CUDA Driver Version / Runtime Version 9.1 / 9.0
CUDA Capability Major/Minor version number: 6.1
Total amount of global memory: 8120 MBytes (8513978368 bytes)
(15) Multiprocessors, (128) CUDA Cores/MP: 1920 CUDA Cores
GPU Max Clock rate: 1785 MHz (1.78 GHz)
Memory Clock rate: 4004 Mhz
Memory Bus Width: 256-bit
L2 Cache Size: 2097152 bytes
Maximum Texture Dimension Size (x,y,z) 1D=(131072), 2D=(131072, 65536), 3D=(16384, 16384, 16384)

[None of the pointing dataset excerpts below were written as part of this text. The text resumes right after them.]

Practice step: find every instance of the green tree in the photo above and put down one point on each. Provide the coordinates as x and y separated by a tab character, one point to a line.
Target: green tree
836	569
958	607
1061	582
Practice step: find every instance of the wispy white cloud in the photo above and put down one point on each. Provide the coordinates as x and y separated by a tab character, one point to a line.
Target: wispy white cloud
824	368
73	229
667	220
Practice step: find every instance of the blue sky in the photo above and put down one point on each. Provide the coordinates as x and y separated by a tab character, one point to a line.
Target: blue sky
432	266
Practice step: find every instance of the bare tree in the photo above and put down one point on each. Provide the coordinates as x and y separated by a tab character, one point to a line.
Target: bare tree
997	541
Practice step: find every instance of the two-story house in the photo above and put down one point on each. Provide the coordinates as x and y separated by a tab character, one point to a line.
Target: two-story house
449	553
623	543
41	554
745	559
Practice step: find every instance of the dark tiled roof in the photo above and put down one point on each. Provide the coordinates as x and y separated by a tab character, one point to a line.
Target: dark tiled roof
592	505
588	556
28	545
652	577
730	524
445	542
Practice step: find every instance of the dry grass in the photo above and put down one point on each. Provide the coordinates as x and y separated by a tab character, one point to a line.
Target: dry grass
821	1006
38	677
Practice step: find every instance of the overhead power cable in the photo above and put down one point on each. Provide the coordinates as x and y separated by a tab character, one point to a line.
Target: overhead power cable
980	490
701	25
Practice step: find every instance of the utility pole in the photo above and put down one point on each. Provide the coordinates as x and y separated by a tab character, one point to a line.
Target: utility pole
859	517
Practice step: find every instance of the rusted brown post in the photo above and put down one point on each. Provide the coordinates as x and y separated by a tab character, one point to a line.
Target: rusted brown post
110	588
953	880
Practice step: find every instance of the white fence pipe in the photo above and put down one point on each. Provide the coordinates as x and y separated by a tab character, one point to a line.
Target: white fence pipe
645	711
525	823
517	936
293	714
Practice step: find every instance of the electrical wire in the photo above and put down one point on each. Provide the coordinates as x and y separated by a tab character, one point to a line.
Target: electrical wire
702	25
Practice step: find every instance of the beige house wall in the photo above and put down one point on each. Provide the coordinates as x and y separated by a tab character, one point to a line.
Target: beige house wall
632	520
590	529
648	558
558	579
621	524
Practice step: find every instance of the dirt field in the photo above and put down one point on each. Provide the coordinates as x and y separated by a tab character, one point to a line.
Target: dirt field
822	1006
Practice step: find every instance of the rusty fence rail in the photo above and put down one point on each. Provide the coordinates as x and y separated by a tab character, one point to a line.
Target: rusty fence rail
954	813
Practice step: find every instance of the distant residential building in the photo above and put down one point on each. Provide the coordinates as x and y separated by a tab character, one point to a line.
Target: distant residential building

Maximum Layered 1D Texture Size, (num) layers 1D=(32768), 2048 layers
Maximum Layered 2D Texture Size, (num) layers 2D=(32768, 32768), 2048 layers
Total amount of constant memory: 65536 bytes
Total amount of shared memory per block: 49152 bytes
Total number of registers available per block: 65536
Warp size: 32
Maximum number of threads per multiprocessor: 2048
Maximum number of threads per block: 1024
Max dimension size of a thread block (x,y,z): (1024, 1024, 64)
Max dimension size of a grid size (x,y,z): (2147483647, 65535, 65535)
Maximum memory pitch: 2147483647 bytes
Texture alignment: 512 bytes
Concurrent copy and kernel execution: Yes with 2 copy engine(s)
Run time limit on kernels: No
Integrated GPU sharing Host Memory: No
Support host page-locked memory mapping: Yes
Alignment requirement for Surfaces: Yes
Device has ECC support: Disabled
Device supports Unified Addressing (UVA): Yes
Supports Cooperative Kernel Launch: Yes
Supports MultiDevice Co-op Kernel Launch: Yes
Device PCI Domain ID / Bus ID / location ID: 0 / 2 / 0
Compute Mode:
< Default (multiple host threads can use ::cudaSetDevice() with device simultaneously) >
deviceQuery, CUDA Driver = CUDART, CUDA Driver Version = 9.1, CUDA Runtime Version = 9.0, NumDevs = 1
Result = PASS
I can run Tensorflow just fine by masking one or the other:
2018-04-17 22:34:03.281079: I tensorflow/stream_executor/cuda/cuda_gpu_executor.cc:895] successful NUMA node read from SysFS had negative value (-1), but there must be at least one NUMA node, so returning NUMA node zero
2018-04-17 22:34:03.281876: I tensorflow/core/common_runtime/gpu/gpu_device.cc:1105] Found device 0 with properties:
name: GeForce GTX 1070 major: 6 minor: 1 memoryClockRate(GHz): 1.7845
pciBusID: 0000:02:00.0
totalMemory: 7.93GiB freeMemory: 7.83GiB
2018-04-17 22:34:03.282280: I tensorflow/core/common_runtime/gpu/gpu_device.cc:1195] Creating TensorFlow device (/device:GPU:0) -> (device: 0, name: GeForce GTX 1070, pci bus id: 0000:02:00.0, compute capability: 6.1)
Setting both to be visible is a no go:
export CUDA_VISIBLE_DEVICES="0, 1"
./deviceQuery
./deviceQuery Starting...
CUDA Device Query (Runtime API) version (CUDART static linking)
cudaGetDeviceCount returned 3
-> initialization error
I’d really like to use both :-)
Any thoughts on this? I’m pretty certain I followed all the steps in the cuda install guide (and each card works individually!). Happy to try any suggestions or provide further info!
Many thanks in advance,
Joerg
p.s. Things I’ve tried:
- Rebooted (too often to count)
- Uninstalled/Reinstalled NVIDIA drivers and CUDA from scratch (also multiple times; what I’ve reported above is from a clean install of all NVIDIA software components)
Things I can’t (quickly) try:
- I don’t have another operating system available on this machine.
- I don’t have another NVIDIA card available to see if this might be hardware issue with the specific card in the Alienware Graphics Amplifier.